In Grody’s view, there’s more danger in making too many promises on the benefits of the double helix than in undermining people’s rights.

It’s the end of another 14-hour day. The doctor is ready to go home. He stands up from his desk in his small office in the warren of the UCLA Medical Center. If he had a secretary, that person would have long since left. That he doesn’t have a secretary doesn’t bother Grody, who hates to delegate chores. For a guy who works with complicated technology, Grody is something of a Luddite. He likes e-mail but won’t carry a cell phone, complaining that the rudeness of those who do annoys him. “I don’t want to be part of that culture,” he says. As a result, when he travels, which is often, he’s constantly on the lookout for a working pay phone. He’s constantly disappointed.

This evening he carefully puts the plastic dust covers over his Dell computer and keyboard--5-year-old equipment that you couldn’t give away. “I still do my writing with WordPerfect 5.0,” he says sheepishly, “which is in DOS, not Windows, and doesn’t use the mouse.” PowerPoint presentations? Forget it. Grody uses slides and yellowing overheads when he lectures.

He goes to the garage and gets into a low-slung, bulky-doored 1987 Toyota Supra with a “John Kerry” sticker on the rear window. It’s only the second vehicle he’s owned in his life. Swinging onto the street, he checks the movies playing in Westwood. He’ll stop if it’s near Oscar time and he hasn’t seen one of the nominated pictures.

This being L.A., Wayne Grody is not only a movie buff but also a TV scriptwriter and Hollywood consultant. Lately he’s been too busy to work in that line, but in the past he consulted for “The Nutty Professor” movies and the “Life Goes On” and “Chicago Hope” TV series. Grody wrote up an idea for how Mandy Patinkin, who played a doctor on “Chicago Hope,” could leave the show. The character would have a rare genetic disorder that predisposed him to heart attacks. Another doctor would find out about the genetic time bomb by examining a sample of Mandy’s blood without his knowledge. “But they didn’t use it,” says Grody.

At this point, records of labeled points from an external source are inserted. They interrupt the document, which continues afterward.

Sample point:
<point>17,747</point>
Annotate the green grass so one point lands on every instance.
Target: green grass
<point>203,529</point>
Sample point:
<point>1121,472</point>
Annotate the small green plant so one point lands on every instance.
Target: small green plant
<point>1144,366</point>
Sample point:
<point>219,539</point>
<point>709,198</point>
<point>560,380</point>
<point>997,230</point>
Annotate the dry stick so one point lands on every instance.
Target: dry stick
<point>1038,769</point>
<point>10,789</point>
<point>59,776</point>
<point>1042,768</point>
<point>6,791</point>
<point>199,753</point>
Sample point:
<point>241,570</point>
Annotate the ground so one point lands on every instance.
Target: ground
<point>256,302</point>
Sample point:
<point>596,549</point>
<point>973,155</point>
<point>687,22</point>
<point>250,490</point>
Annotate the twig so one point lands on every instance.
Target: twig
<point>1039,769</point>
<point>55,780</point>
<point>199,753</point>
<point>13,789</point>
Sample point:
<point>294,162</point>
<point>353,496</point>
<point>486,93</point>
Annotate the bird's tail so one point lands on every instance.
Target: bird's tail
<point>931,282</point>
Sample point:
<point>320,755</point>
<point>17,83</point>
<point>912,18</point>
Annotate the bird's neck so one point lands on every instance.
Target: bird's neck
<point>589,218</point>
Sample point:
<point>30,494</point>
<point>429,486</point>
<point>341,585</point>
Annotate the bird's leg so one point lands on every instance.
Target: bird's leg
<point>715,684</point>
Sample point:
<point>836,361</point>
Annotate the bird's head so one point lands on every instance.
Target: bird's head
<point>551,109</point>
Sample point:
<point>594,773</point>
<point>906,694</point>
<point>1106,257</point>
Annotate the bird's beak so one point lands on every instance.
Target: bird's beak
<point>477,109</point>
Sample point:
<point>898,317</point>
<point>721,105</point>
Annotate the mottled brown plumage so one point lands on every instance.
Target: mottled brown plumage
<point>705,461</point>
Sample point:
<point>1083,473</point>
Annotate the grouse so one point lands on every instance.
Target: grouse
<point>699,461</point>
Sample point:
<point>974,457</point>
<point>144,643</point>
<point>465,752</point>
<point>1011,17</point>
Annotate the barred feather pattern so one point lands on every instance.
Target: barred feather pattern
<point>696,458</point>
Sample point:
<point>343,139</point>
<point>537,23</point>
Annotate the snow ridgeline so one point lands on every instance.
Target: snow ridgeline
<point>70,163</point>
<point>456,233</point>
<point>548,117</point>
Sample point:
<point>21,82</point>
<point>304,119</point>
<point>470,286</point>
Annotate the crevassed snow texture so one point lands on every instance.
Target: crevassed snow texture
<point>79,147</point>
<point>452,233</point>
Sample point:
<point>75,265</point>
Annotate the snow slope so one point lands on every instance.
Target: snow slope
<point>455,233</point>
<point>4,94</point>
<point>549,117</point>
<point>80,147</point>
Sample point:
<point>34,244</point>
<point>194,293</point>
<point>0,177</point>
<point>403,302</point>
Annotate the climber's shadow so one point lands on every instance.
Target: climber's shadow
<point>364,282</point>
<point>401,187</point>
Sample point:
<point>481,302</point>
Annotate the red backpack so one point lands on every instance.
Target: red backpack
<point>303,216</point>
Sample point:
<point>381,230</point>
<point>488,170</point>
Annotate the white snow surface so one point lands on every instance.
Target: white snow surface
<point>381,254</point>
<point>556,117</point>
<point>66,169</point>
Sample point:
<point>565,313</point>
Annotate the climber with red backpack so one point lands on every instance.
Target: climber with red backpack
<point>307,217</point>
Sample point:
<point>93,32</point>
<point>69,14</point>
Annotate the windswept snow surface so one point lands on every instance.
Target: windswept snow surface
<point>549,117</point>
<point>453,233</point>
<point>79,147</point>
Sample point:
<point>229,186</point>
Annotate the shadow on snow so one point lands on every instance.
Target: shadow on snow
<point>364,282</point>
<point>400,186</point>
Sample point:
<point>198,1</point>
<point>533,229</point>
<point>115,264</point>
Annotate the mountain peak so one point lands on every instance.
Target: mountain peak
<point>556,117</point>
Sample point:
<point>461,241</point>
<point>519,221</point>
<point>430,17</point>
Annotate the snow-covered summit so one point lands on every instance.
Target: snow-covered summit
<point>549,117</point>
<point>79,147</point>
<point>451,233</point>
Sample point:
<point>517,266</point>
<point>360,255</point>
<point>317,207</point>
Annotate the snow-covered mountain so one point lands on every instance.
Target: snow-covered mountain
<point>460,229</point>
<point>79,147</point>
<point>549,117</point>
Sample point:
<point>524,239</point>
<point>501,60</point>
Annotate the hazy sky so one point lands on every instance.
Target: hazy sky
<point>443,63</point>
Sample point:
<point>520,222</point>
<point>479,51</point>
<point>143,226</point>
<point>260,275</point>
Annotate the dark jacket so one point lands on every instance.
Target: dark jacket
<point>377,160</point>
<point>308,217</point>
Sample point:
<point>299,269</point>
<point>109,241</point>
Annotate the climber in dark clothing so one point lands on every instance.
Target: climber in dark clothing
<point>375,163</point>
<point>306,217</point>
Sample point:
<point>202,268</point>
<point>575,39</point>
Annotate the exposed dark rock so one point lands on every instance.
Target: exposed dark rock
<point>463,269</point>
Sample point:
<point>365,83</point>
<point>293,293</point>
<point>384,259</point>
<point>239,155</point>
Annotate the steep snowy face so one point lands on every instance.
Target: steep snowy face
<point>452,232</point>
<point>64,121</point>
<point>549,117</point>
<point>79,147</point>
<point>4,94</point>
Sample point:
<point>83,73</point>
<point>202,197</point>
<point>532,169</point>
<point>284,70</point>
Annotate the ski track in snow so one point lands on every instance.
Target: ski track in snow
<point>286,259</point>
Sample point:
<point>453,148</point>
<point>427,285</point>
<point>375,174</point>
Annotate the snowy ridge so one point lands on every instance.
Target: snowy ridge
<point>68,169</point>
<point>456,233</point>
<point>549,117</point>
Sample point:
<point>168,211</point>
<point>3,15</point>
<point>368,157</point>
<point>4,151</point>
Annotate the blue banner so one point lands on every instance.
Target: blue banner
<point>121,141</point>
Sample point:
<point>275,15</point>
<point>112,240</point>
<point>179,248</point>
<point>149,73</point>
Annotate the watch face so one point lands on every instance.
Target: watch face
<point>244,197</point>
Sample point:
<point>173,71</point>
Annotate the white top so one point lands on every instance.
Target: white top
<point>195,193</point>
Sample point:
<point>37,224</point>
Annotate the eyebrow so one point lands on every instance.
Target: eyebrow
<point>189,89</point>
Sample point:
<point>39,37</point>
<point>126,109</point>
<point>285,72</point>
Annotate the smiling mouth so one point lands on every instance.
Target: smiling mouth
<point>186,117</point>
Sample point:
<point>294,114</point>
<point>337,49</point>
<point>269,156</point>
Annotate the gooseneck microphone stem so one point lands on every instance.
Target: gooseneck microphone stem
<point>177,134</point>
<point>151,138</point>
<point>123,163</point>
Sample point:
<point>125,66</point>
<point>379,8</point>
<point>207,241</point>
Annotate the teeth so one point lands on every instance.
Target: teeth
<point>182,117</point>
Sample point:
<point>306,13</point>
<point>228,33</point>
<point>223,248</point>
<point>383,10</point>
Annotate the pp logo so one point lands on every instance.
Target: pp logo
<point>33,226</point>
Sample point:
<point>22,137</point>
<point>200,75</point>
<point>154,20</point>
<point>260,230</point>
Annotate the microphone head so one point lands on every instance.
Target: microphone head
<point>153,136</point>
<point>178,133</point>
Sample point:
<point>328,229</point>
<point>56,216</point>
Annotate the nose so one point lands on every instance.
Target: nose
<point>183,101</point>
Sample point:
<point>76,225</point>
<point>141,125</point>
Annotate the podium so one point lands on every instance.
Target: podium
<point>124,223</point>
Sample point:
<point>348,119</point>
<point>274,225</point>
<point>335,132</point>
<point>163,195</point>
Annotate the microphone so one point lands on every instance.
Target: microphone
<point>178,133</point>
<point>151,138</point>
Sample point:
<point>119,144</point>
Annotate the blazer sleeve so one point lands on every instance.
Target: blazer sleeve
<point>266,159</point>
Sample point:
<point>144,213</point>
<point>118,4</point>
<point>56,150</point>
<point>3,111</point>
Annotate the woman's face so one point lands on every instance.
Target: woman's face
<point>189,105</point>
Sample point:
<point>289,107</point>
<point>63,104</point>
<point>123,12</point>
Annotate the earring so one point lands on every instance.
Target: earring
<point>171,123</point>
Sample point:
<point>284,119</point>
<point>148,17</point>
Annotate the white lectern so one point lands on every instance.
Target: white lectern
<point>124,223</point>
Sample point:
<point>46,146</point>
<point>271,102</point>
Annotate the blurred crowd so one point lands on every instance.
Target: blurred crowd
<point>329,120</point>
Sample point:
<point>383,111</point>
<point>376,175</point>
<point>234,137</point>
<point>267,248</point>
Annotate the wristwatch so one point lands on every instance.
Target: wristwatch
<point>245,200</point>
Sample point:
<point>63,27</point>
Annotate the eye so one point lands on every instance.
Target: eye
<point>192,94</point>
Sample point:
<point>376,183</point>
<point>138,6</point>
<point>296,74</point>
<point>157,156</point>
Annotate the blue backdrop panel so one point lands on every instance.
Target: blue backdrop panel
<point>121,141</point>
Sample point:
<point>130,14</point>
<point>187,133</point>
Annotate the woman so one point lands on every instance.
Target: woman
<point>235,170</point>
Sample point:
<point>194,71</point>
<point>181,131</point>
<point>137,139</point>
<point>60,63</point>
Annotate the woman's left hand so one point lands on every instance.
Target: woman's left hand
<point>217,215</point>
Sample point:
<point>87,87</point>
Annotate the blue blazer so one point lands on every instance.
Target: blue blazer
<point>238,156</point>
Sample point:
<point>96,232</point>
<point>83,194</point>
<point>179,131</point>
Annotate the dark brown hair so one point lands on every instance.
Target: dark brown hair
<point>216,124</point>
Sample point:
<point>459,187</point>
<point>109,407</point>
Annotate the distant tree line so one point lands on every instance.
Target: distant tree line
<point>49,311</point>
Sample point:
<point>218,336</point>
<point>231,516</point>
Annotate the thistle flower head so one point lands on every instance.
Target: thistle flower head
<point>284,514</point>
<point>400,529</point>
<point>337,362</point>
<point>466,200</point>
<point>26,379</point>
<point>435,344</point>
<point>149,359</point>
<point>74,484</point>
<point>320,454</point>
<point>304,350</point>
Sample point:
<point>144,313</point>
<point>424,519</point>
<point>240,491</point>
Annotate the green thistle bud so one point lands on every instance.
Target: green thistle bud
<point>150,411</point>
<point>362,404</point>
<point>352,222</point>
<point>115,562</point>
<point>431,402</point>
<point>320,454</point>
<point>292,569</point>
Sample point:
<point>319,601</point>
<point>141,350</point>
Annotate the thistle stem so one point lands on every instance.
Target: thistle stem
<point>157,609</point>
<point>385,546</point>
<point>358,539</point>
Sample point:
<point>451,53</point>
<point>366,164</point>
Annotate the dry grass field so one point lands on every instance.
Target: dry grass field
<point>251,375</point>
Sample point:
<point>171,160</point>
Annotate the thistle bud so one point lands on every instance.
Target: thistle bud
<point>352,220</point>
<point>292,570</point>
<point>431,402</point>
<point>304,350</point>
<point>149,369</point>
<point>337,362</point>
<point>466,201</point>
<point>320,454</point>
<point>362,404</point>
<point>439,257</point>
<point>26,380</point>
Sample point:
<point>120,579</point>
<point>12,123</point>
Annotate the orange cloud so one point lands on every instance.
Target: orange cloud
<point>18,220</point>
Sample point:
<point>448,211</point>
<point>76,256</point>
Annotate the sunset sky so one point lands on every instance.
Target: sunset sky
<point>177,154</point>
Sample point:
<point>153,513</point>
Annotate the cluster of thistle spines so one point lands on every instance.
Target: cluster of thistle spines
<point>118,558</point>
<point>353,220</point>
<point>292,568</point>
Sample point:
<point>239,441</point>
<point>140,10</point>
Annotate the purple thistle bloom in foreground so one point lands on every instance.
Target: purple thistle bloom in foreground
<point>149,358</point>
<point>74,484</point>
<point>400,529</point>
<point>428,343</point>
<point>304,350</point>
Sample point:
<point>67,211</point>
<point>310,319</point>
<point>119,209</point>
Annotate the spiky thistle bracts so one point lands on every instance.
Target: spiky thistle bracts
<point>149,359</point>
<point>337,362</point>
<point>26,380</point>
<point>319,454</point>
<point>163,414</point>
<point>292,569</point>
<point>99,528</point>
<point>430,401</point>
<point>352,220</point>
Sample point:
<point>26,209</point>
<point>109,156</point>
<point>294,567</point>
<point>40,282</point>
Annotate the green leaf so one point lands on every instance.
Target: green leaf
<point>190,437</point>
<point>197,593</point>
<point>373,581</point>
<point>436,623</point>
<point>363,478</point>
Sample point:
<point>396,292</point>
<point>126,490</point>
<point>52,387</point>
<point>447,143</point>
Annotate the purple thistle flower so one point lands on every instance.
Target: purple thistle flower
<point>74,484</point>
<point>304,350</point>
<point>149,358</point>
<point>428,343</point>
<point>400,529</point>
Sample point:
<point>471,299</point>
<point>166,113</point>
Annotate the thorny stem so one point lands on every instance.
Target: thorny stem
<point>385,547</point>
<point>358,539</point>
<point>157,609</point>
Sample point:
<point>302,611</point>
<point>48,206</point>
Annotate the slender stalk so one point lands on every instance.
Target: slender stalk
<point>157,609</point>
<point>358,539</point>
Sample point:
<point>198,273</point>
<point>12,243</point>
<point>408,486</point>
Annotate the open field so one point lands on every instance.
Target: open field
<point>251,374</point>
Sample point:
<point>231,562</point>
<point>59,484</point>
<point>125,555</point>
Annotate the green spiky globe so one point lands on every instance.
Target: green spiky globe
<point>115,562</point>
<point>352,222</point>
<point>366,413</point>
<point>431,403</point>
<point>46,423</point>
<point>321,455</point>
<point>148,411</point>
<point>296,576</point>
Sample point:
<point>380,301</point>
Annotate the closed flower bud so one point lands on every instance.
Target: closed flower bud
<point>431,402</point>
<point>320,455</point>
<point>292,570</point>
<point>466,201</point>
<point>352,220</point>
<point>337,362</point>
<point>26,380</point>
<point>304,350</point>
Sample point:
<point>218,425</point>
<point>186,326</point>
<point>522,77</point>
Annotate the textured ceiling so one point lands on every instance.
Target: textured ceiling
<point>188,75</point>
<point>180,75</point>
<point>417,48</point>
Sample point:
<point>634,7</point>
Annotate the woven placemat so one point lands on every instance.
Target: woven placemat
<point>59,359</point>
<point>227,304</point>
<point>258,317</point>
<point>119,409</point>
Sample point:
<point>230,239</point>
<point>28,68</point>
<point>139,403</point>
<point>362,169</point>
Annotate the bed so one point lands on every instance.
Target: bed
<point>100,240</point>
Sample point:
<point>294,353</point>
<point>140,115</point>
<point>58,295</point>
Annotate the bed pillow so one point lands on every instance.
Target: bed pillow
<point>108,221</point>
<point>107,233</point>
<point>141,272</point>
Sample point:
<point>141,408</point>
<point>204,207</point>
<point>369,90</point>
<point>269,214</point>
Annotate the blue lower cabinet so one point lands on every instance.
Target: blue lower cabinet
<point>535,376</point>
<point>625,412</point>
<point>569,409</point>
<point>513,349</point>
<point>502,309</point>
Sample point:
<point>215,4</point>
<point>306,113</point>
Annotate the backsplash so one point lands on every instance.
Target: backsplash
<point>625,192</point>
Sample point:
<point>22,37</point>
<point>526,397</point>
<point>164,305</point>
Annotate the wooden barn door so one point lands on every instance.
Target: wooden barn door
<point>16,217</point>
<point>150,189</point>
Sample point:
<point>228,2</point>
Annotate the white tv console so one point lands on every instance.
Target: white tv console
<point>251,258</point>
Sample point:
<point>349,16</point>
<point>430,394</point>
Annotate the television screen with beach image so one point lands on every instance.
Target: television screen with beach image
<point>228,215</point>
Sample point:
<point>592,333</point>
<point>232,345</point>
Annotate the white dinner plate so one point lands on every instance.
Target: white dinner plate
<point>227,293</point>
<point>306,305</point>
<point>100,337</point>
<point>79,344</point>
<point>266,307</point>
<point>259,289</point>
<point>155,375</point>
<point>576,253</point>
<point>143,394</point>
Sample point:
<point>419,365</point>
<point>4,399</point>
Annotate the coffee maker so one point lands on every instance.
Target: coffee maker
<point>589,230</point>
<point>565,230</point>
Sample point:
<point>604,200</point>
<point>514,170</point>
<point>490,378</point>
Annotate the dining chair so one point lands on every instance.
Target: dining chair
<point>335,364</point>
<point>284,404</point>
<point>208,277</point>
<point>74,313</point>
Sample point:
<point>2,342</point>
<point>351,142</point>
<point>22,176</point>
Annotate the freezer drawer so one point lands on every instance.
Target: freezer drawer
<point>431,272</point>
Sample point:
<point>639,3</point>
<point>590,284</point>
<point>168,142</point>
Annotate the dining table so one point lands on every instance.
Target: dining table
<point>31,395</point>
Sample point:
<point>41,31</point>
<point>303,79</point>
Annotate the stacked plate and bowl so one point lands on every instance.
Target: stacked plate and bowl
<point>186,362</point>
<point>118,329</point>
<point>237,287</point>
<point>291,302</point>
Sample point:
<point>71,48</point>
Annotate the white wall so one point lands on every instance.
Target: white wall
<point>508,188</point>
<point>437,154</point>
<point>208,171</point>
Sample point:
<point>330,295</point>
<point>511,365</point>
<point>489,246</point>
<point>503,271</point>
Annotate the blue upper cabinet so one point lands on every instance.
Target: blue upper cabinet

“If I have a career goal, it’s not in medicine but in the arts,” he says solemnly. “Really, if anything, my goal is to write a movie screenplay.”

He did complete a screenplay 20 years ago, registering it with the Writers Guild. The theme of the movie wasn’t medical, but international espionage, a Cold War thriller. He was inspired by Robert Redford’s character in “Three Days of the Condor.” Grody’s hero was “this nerdy, studious character” who becomes entangled in a spying affair. The screenplay didn’t sell.

Tonight the doctor passes up the movies and heads home to his wife and young son. His wife, a writer, has prepared a meal for Wayne to heat up. It’s 11:30 p.m. Everyone’s asleep. He knows he shouldn’t eat right before bed because he’s got chronic heartburn and inflammation of the esophagus. A hectic day followed by rich food will make his reflux disorder worse, but he usually eats anyway.

He takes a pill for his stomach and another pill for his higher-than-it-should-be cholesterol. His doctor tells him “there must be something genetic” about his cholesterol. Grody shrugs. Like most Americans, he would rather deal with a pill than a regimen of running on the treadmill and overhauling his diet.

In a few hours he’ll get up and start over. He hasn’t missed a day of work in 20 years. “Even when I had mononucleosis, I went in,” he admits. “My colleagues would just as soon I stayed home when I was infectious. But I didn’t want to break my record.”

Postscript: Grody’s patient Kristi tested negative for the BRCA genes.